Among the samples studied, green lentil was observed to be the precursor of ACE inhibitory peptides having the lowest IC50 value. The 50-min heat treatment before digestion process was found to be the most effective for obtaining the lowest IC50 value. Stomach digest of green lentils had lower IC50 value than those of intestine digest following the 50-min heat treatment. As far as our literature survey could ascertain, IC50 values for green lentils digest have not been reported.

Conclusion

The 30-min heat treatment caused a decrease in ACE inhibitory activity of legume samples studied. However, the 50-min heat treatment resulted in an increase in ACE inhibitory activity of the samples. This trend could be attributed to the possible formation of disulphide bridges in the molecule during 30-min heat treatment. The 50-min heat treatment seems to have enhanced release of bioactive peptides, which could not have resulted within 30-min time duration. This hypothesis should be elucidated in more detailed studies.
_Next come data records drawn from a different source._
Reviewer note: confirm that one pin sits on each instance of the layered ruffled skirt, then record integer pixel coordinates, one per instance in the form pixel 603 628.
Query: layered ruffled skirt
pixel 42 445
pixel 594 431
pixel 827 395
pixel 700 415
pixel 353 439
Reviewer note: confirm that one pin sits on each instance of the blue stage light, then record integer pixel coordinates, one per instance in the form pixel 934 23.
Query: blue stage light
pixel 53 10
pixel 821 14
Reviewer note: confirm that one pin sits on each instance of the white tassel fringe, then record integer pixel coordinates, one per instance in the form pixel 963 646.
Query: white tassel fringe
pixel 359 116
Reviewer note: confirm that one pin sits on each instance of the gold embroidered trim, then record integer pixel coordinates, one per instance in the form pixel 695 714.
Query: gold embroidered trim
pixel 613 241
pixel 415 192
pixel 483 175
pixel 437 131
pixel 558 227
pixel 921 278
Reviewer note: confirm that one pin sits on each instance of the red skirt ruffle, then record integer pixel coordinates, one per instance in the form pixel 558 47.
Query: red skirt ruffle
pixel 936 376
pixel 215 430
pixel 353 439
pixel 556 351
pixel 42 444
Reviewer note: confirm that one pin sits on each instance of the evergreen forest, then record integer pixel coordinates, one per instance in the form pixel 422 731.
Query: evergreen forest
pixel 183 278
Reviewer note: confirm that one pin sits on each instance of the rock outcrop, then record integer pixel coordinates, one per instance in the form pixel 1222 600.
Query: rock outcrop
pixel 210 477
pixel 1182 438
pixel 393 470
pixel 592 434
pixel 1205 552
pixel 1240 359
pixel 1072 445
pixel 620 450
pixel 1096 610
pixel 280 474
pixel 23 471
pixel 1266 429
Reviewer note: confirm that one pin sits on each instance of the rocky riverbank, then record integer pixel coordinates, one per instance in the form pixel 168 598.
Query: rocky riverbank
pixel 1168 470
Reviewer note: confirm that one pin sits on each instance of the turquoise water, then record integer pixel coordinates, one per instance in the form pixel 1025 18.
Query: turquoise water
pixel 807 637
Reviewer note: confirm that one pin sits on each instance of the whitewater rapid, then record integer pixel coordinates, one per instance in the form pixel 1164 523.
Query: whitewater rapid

ACE inhibitory activity of the three legume samples increased following in vitro gastrointestinal digestion. Green lentils showed the highest increase in ACE inhibitory activity. The 15-min heat treatment was the most effective for increasing ACE inhibitory activity of stomach digest; however, for intestine digest of green lentils, all the three heat treatment times resulted in similar effects. It can be concluded that the 50-min heat treatment is more favourable for common beans and pinto beans to increase ACE inhibitory activity.

In this study, it was shown that common beans, pinto beans and green lentils showed high ACE inhibitory activities in vitro. This result should also be supported by in vivo studies.